Буфетчица не ответила и продолжала заниматься своим делом.
— Дура! — прошипел Робертсен и помчался дальше.
Абеля он, разумеется, застал у себя, в капитанской каюте. Робертсен и сам мог бы о том догадаться, но слишком уж он разгорячился. Он бушевал, он трясся, он кричал, что Абель еще пожалеет, еще раскается! Неслыханная наглость — наслать полицию на человека, который никогда ничего дурного не сделал. Но дайте срок, они еще вволю насмеются, на Лоллу он уже заявил и заявит на всю их семейку, отец-то у нее прижил ребенка со служанкой, до того как задать деру. Абелю придется взять свое заявление обратно! Это же просто неслыханно — допрашивать официальное лицо, государственного человека!
Клеменс не хотел сходить на берег, не попытавшись еще раз соблазнить Лоллу новыми книжками, — пусть она все-таки наведается к нему и возьмет все, что ни захочет. Лолла учтиво поблагодарила и отговорилась тем, что на корабле у нее почти не остается времени для чтения. А что, если капитан когда-нибудь в порядке исключения надумает прочесть книгу? Нет, он не читает книг, он читает только календарь, он внимательно его изучает. Она, Лолла, просто его не понимает. Интересно, какое впечатление сложилось у Клеменса о капитане?
Да-да, конечно, отвечал Клеменс, а книги она может брать, когда захочет, если ненароком будет проходить мимо…
XXI
В Страстную пятницу «Воробей» рейсов не делает. Страстная пятница — большой праздник, вот он и не делает рейсов, нет и нет. Но как же так получается: рядом ошвартовался другой каботажный пароходик, он и по праздникам ходит, и по другим дням, без исключения. Это вам не молоковоз, который по праздникам стоит на приколе.
От беспокойства и праздности Абель стоит, поглядывая на пароходик, — он не прочь бы там очутиться. Одна только мысль об этом вызывает в душе вспышку, и радость распускается словно цветок. Он кричит штурману на пароходике, который сидит возле машины и курит свою трубочку: «Уже звонили?» Штурман, может, и отвечает, но не так, чтобы его можно было расслышать. Абель торопливыми шагами устремляется к нему и спрашивает, будто это Бог весть как важно:
— Свисток давали?
— Первый, — отвечает штурман и тут же дает второй.
Вспышка в Абеле гаснет: какое ему дело, давали свисток или нет, он все равно не может поехать — у него нет денег. Раздается третий свисток.
— Я просто так, — говорит он, — тут одно письмо…
Благоприятная возможность безнадежно упущена. Точно так же ему предстоит упустить и следующую. На первый день Пасхи он тоже не смог уйти, а на второй уже снова возил молоко. И не оставалось никакой надежды вырваться с корабля до Троицы. А до нее еще целых семь недель.
За это время к нему много раз заявлялась полиция с расследованием. Робертсен стоит на своем: что это собственноручная подпись Абеля, и жена его, и дочери видели, как он проставил свое имя сперва в альбомах для стихов, а потом — под долговым обязательством.
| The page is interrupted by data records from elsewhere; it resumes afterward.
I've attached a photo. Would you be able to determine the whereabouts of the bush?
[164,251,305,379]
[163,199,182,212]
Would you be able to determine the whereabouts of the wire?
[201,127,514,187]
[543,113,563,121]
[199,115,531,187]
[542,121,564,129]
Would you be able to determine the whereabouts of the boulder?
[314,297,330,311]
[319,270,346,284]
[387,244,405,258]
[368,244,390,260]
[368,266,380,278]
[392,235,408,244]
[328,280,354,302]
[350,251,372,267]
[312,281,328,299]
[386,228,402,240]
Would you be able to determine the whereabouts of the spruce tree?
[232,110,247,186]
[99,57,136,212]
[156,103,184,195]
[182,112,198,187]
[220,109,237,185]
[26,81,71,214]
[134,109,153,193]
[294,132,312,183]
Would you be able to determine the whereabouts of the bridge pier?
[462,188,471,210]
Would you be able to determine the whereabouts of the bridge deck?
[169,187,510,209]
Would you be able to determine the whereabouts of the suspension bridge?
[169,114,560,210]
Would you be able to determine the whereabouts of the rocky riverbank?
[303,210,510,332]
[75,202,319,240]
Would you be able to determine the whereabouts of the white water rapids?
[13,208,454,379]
Те же буквы, то же перо, те же чернила — пожалуйста, можете отправлять на экспертизу, говорил Робертсен. А полиция говорила так:
— Если подпись Абеля действительно подделана, чего ж он тогда пошел в банк и выкупил фальшивое обязательство? Очень странно.
Они столько времени его терзали, что он впал в прежнее равнодушие и плюнул на все. В довершение несчастья об этом проведала Лолла и крайне разволновалась. Как он мог собственными руками разворошить старую историю, которую сам же в свое время похоронил? Неприятное для него выдалось время.
Абель стоял на своем мостике, по времени — между началом лета и Троицей, вел «Воробья», ненавидел его и презирал. Он испытывал глубокое разочарование, он был истерзан необходимостью соблюдать какие-то нормы поведения и проявлять внимание к тому, что его решительно не привлекало. Но что же тогда его привлекает? Жить как Бог на душу положит и плыть по течению? Вот на лесопильне в Канаде он мог работать, но это было много лет назад. В родном городе он сумел однажды спасти человека по имени Алекс, но и это было много лет назад, просто случай, вспышка, и опять ничего.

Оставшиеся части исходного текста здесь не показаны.